What I want to focus on today is why "I knew you could do it!" can feel like the opposite of an "attaboy!"
On the one hand, it's nice that people have confidence in you. On the other hand, if everything you undertake is a 'done deal', then there's no sense of accomplishment. I think that this is what people tend to overlook when they say: "I knew all along there was nothing to worry about - you were just being ridiculous to worry so much!"
I'm not a worrier by nature. But this doctorate was - and is - no 'done deal', and I kind of resent the implication that it was/is. Even as I can also recognize that the people who so imply, probably do so under the [false] impression that they are thereby building my self-esteem by stating their supreme confidence in my abilities. It's a delicate balance. Confidence in the outcome, but still preserving the real challenge presented and the real precariousness of success! If success is a given, how can there be a real challenge?
I see that we're back to conflict, and the need for conflict in any compelling story.
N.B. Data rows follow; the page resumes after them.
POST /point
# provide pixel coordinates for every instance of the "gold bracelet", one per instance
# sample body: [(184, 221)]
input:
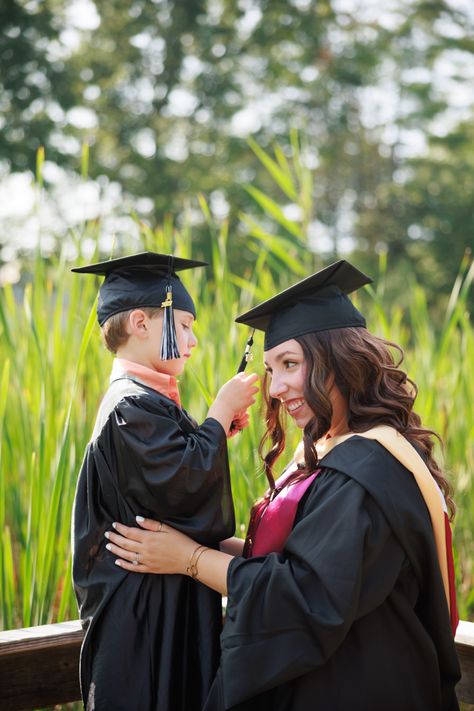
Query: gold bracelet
[(193, 561)]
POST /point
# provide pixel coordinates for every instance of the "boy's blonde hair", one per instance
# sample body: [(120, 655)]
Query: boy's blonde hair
[(114, 330)]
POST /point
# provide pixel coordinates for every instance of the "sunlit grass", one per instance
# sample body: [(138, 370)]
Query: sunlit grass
[(55, 369)]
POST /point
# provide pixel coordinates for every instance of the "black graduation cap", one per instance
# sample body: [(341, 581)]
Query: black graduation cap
[(317, 303), (147, 279)]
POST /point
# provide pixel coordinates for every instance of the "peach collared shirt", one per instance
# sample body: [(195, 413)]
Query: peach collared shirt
[(161, 382)]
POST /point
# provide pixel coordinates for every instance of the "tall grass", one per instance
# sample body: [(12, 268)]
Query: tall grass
[(54, 370)]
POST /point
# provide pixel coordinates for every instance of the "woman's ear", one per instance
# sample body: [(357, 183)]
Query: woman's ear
[(137, 324)]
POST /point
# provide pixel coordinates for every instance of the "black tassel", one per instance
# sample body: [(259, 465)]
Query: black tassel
[(169, 345), (247, 355)]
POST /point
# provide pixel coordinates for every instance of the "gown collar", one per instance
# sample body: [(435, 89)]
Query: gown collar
[(161, 382)]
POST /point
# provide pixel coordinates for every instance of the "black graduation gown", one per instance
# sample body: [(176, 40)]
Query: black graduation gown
[(352, 614), (151, 641)]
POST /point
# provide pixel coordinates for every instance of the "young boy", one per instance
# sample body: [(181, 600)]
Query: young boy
[(151, 642)]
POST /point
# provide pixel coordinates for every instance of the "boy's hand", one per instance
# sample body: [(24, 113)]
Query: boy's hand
[(233, 398), (239, 423)]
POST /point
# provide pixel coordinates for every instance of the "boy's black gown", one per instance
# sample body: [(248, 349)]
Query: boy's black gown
[(352, 614), (151, 641)]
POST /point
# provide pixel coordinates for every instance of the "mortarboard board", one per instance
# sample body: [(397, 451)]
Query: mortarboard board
[(317, 303), (147, 279)]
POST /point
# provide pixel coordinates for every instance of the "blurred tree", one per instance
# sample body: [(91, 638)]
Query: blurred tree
[(165, 91), (35, 88)]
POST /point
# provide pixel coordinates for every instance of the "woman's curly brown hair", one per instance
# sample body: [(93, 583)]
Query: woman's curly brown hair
[(377, 391)]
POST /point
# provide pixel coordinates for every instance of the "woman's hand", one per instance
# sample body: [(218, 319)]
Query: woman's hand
[(152, 548)]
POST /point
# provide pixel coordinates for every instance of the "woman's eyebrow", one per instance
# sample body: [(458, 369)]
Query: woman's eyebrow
[(282, 355)]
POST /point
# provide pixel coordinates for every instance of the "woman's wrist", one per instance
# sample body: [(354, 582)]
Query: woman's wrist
[(192, 566)]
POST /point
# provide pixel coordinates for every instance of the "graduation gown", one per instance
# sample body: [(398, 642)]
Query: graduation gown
[(352, 614), (151, 641)]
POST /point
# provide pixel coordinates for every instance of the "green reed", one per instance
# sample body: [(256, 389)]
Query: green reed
[(54, 370)]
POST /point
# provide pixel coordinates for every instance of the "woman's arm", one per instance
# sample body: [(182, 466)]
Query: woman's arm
[(158, 548)]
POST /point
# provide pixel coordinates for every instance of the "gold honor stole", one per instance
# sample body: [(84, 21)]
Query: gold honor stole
[(407, 455)]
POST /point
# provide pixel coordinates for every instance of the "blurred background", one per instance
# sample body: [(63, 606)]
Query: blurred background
[(269, 137)]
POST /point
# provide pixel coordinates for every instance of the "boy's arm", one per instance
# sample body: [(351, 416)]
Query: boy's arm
[(169, 470)]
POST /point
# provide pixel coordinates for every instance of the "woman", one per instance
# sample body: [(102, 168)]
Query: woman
[(343, 595)]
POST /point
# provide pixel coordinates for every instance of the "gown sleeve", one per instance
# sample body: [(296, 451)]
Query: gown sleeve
[(168, 468), (288, 613)]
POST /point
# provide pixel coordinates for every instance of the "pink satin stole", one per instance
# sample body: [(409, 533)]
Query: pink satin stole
[(273, 520)]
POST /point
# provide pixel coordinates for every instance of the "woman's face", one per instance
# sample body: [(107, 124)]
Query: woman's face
[(286, 366)]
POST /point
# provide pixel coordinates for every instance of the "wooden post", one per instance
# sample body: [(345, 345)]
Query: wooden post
[(39, 666)]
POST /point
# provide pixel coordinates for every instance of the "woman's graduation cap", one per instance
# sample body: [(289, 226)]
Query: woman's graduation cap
[(317, 303), (147, 279)]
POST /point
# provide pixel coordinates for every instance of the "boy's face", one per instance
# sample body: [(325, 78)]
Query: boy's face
[(184, 335)]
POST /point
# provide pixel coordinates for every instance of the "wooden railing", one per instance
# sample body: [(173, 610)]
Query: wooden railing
[(39, 665)]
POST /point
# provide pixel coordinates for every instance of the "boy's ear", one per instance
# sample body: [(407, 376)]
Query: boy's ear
[(137, 323)]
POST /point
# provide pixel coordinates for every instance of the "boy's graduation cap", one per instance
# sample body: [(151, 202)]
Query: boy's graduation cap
[(147, 279), (317, 303)]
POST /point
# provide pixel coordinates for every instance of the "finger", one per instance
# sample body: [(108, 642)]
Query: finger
[(131, 532), (123, 553), (130, 567), (125, 543), (149, 523)]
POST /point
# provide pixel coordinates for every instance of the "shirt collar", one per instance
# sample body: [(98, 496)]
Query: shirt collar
[(161, 382)]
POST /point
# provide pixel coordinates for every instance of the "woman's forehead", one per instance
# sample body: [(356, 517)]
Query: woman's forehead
[(290, 347)]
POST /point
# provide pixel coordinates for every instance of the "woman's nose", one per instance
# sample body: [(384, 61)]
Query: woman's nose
[(277, 387)]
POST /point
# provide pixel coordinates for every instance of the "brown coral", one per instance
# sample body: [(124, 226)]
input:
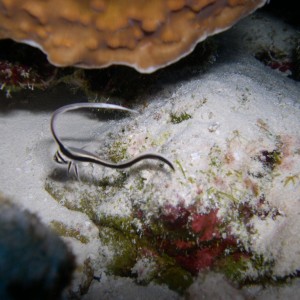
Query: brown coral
[(146, 35)]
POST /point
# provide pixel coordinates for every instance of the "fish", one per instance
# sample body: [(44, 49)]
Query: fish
[(71, 155)]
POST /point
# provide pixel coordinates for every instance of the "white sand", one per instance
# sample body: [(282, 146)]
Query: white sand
[(239, 107)]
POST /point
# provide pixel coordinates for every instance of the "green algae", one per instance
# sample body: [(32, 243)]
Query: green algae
[(124, 249), (179, 118), (117, 151), (65, 231)]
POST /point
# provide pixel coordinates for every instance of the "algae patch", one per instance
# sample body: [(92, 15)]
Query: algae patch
[(178, 118)]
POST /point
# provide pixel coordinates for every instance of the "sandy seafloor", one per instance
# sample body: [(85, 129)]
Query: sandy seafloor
[(239, 108)]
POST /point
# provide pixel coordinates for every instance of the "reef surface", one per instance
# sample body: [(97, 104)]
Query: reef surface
[(227, 217)]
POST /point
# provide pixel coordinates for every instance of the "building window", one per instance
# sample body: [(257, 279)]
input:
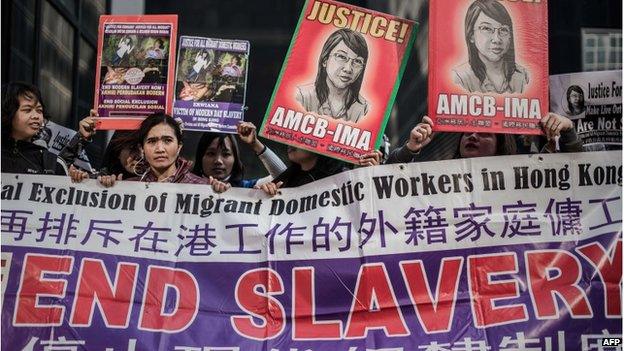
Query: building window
[(602, 49)]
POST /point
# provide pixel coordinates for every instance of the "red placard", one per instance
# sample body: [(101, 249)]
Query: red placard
[(135, 68), (488, 65), (338, 82)]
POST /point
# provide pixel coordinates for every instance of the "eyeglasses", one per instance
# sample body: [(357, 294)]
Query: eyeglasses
[(356, 63), (487, 30)]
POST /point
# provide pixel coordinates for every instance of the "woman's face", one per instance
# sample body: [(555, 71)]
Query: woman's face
[(28, 119), (343, 66), (575, 99), (491, 38), (299, 156), (218, 161), (161, 147), (477, 145)]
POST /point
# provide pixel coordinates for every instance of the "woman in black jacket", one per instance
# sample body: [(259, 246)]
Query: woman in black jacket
[(22, 120)]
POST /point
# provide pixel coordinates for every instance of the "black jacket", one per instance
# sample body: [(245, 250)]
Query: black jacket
[(28, 158)]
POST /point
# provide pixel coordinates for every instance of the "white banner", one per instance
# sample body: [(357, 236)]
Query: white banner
[(593, 100), (388, 209)]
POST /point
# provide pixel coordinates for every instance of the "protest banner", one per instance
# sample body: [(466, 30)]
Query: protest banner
[(488, 65), (593, 101), (460, 254), (211, 82), (58, 137), (338, 82), (135, 68)]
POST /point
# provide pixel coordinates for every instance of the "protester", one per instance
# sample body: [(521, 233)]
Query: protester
[(121, 159), (159, 141), (218, 156), (489, 144), (308, 167), (22, 119)]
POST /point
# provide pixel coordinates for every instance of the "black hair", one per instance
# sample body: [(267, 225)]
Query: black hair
[(506, 144), (10, 104), (354, 41), (577, 89), (495, 10), (121, 140), (238, 169)]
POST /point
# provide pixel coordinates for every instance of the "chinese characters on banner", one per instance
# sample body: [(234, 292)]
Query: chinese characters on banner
[(211, 83), (135, 68), (453, 255), (593, 101), (339, 80), (488, 65)]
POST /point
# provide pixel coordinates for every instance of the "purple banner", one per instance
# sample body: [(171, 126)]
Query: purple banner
[(439, 256)]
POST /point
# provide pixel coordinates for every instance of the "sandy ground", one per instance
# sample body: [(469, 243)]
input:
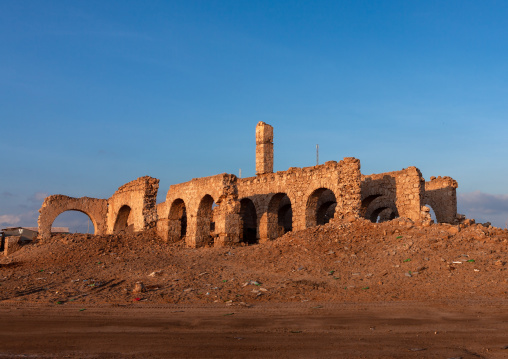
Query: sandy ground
[(311, 330), (346, 290)]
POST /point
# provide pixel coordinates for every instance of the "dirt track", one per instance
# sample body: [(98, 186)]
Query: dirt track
[(340, 290), (382, 330)]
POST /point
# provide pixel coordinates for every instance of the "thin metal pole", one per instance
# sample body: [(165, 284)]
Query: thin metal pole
[(317, 155)]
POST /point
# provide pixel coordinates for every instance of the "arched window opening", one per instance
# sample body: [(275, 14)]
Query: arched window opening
[(123, 223), (366, 202), (280, 216), (432, 213), (383, 214), (205, 221), (249, 221), (320, 207), (178, 219), (76, 221)]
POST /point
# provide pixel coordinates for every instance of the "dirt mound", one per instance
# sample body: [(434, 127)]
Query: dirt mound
[(344, 261)]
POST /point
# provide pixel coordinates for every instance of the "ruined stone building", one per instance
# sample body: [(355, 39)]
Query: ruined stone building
[(224, 209)]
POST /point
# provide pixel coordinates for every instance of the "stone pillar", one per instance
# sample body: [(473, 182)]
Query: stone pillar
[(264, 148), (348, 194)]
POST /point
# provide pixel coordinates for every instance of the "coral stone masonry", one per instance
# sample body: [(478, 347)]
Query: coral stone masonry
[(225, 210)]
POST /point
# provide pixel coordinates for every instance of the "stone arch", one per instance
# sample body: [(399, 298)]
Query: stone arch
[(124, 222), (249, 221), (381, 209), (55, 205), (75, 221), (205, 225), (320, 207), (279, 216), (433, 215), (177, 220)]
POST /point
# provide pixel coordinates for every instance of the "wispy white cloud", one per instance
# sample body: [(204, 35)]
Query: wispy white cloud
[(9, 219), (484, 207), (38, 197)]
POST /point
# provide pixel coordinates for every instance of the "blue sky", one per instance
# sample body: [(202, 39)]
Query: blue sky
[(94, 94)]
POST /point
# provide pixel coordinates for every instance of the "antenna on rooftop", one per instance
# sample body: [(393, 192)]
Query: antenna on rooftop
[(317, 155)]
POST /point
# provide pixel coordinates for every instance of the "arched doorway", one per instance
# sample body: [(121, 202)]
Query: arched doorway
[(178, 220), (320, 207), (123, 223), (76, 221), (279, 216), (249, 221), (205, 224)]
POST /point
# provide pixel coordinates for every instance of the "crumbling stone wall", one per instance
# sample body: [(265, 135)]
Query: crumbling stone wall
[(301, 188), (54, 205), (404, 188), (132, 207), (223, 209), (211, 209), (441, 195)]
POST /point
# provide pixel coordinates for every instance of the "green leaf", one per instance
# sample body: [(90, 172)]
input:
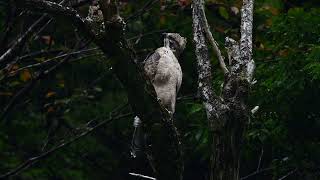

The trick is to somehow preserve the "I had no doubt" while at the same time being able to experience all hope fade.
Which leads me right back to the question of "faith".
I think I mentioned yesterday that we've been reading the book of Hebrews - chapter 11.
What is faith? It is the confident assurance that what we hope for is going to happen. It is the evidence of things we cannot yet see. . . . [keeping our] eyes on the one who is invisible.
Funny, because elsewhere it says that "without faith, it is impossible to please God", and I think that this is part of the same question I'm struggling with. Just maybe the other side of the coin. God wants us to have confidence in him, in spite of the real adversities; I'd like acknowledgment of the real adversities I've faced, in spite of my family's confidence in me.
[and OK, just so you know, it's my mother we're talking about here. As far as she's concerned, there was never any question at all about my ability to do this - her only question is why I've been dawdling so much, getting it finished.]
Like I said, it's a delicate balance. I could be facing the other side of the coin, the "I don't know why you even try, you'll never succeed!" Which reminds me of a favorite C.S. Lewis quote, to the effect that we are like the drunk man who climbed on a horse and fell off one side, and then climbed back on only to fall off on the other side. . . . There's plenty of room for error on either side of this narrow path!